Numerical Errors

Open discussion for MAGMA library (Matrix Algebra on GPU and Multicore Architectures)
Post Reply
MM_user
Posts: 5
Joined: Mon Oct 21, 2013 9:04 am

Numerical Errors

Post by MM_user » Thu Apr 23, 2015 8:22 am

Hi,

I'm running the MAGMA test quite on multiple new CentOS 6 machines each with two Nvidia Tesla GPUs and I get several test failures (44) and errors (63).
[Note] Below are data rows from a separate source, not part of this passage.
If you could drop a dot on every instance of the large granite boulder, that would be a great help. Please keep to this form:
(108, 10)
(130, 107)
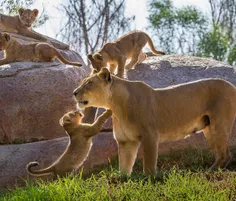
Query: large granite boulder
(157, 72)
(34, 95)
I ran with a tolerance of 100. I'm using MAGMA as an acceptance test for a new purchase and I'm not sure what to do about the errors and failures. From WWW searches, it appears MAGMA is "supposed" to fail on some of the numerical issues. How can I tell which failures are important, and which can be ignored?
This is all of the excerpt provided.